Making Geological Data Available

2022-08-26

Making Geological Data Available

 

‘Long tail’ data is the difficult-to-get-at data that sits in libraries, institutes and on the computers of individual scientists. Informatics specialists contrast it with the smaller number of large, more accessible data sets (e.g. Sinha et al., 2013). The name ‘long tail’ derives from graphs drawn of the size of data sets against their number: there are relatively few large datasets and a lot of smaller ones. Geological science has more long tail data than sciences like physics or meteorology, probably because historically it has been less associated with big science infrastructure and sensors. Much of this ‘long tail’ data is found in geological surveys – institutes created by nations to survey and ‘inventorise’ geological resources. Most countries in the world have geological surveys and these organizations are vital for the optimal use of geological resources that underpins modern nations. For many large and long-established geological surveys, improving the discoverability of long tail geoscience data involves making historical paper data available to cyberspace (Stephenson 2019).

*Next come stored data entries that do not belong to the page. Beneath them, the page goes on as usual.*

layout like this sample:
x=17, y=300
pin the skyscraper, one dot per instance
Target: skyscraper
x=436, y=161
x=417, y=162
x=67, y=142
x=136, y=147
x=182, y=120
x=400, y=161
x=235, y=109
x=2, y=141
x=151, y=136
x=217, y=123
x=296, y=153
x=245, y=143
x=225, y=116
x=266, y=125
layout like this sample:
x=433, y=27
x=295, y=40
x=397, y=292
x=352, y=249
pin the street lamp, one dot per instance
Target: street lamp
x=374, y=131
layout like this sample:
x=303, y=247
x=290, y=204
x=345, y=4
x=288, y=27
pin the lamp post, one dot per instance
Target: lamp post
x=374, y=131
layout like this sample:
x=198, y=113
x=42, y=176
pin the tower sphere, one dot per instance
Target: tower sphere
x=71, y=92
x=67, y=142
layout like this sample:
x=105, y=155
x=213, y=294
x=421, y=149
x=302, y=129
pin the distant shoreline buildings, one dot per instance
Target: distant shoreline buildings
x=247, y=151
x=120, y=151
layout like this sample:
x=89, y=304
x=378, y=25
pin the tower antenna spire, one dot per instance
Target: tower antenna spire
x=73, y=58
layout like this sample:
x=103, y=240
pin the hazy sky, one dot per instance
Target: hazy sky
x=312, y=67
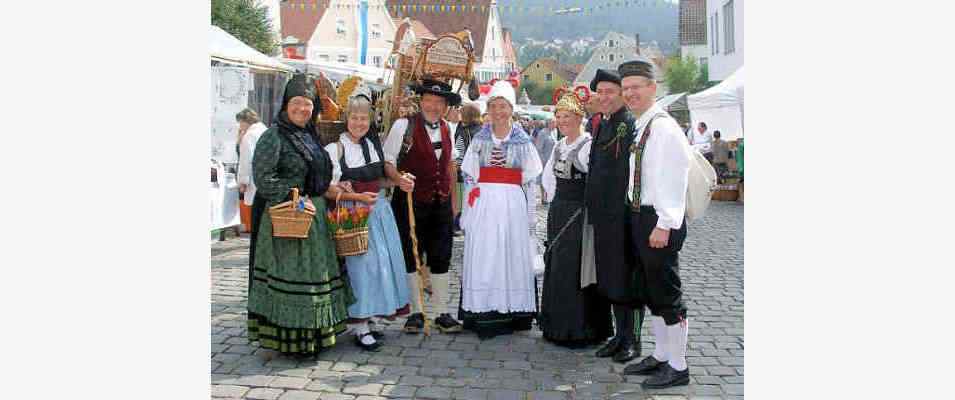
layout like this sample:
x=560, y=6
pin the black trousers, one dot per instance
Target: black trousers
x=658, y=272
x=434, y=226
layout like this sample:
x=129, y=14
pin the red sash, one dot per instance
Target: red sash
x=495, y=175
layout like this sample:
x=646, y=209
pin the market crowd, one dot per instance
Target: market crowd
x=614, y=170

Between 2018 and 2019, a unique collaboration between the British Geological Survey (BGS) and computer scientists of the GeoBiodiversity Database (GBDB) opened up some of this data. The BGS has an abundance of biostratigraphical data collected over almost two centuries associated with about 3 million fossils and thousands of localities and stratigraphic sections, to exacting and consistent standards. The data has great potential for science, but much of it is contained within paper documents or simple document scans and so is inaccessible to big data tools. It needs lifting from the page and into cyberspace.

 

 

A core from the BGS National Geological Repository which contains records of 23500 wells and boreholes, 600 km of drillcore, 6000000 washed cuttings samples, 200000 thin sections, 1000000 mineralogy & petrology samples, 3000000 fossils, 250000 micro-palaeontological slides, and 10000 biostratigraphic and palaeontological reports.

 

 

GBDB (the official database of the International Commission on Stratigraphy, ICS) is almost unique in being the only large database to hold sequences of fossils tied to sections, rather than just geographically defined spot collection points. To date GBDB and BGS scientists have placed live manipulable data from more than 6000 UK stratigraphic sections on a public access website, the BGS-GBDB portal. The project is also using machine-learning methods to get at biostratigraphical information directly from text.

 

 

During an 8 week stay in BGS in the UK, GBDB scientists scanned 8200 documents and 1800 outcrops/cores were input to the BGS-GBDB portal.

 

The BGS GBDB collaboration was one of the first activities of the fledgling Deep-time Digital Earth (DDE) program, a part of the International Union of Geological Sciences. DDE works with UNESCO, the International Geosphere-Biosphere Programme (IGBP), the Global Sedimentary Geology Program (GSGP), the International Geoscience and Geopark Program (IGGP), the Commission of the Geologic Map of the World (CGMW), the Global Geochemical Baseline (GGB), the International Lithosphere Program (ILP), and OneGeology. DDE will also operate the full FAIR data concept (Findable, Accessible, Interoperable, and Re-usable) and link to desktop systems for geoscientists all over the world as well as to students and teachers in classrooms and on the internet.

 

 

The BGS-GBDB portal at http://www.geobiodiversity.co.uk/bgsportal.aspx

 

 

Geology could be said to have lagged behind other physical sciences in capitalizing on its big data, but DDE will enable bridges between ‘data islands’ to be built and for data to be interrogated using modern tools tackling some of the most important and pressing questions of our time.

 

 

The BGS-GBDB team posing in front of William Smith’s geological map at BGS headquarters in Nottingham.

 

References

Stephenson, M H. 2019. The Uses and Benefits of Big Data for Geological Surveys. Acta Geologica Sinica, v 93 S3, pp. 64−65.

Sinha, A.K., Thessen, A.E., and Barnes, C.G., 2013, Geoinformatics: Toward an integrative view of Earth as a system, in Bickford, M.E., ed., The Web of Geological Sciences: Advances, Impacts, and Interactions: Geological Society of America Special Paper 500, p. 591–604, doi:10.1130/2013.2500(19).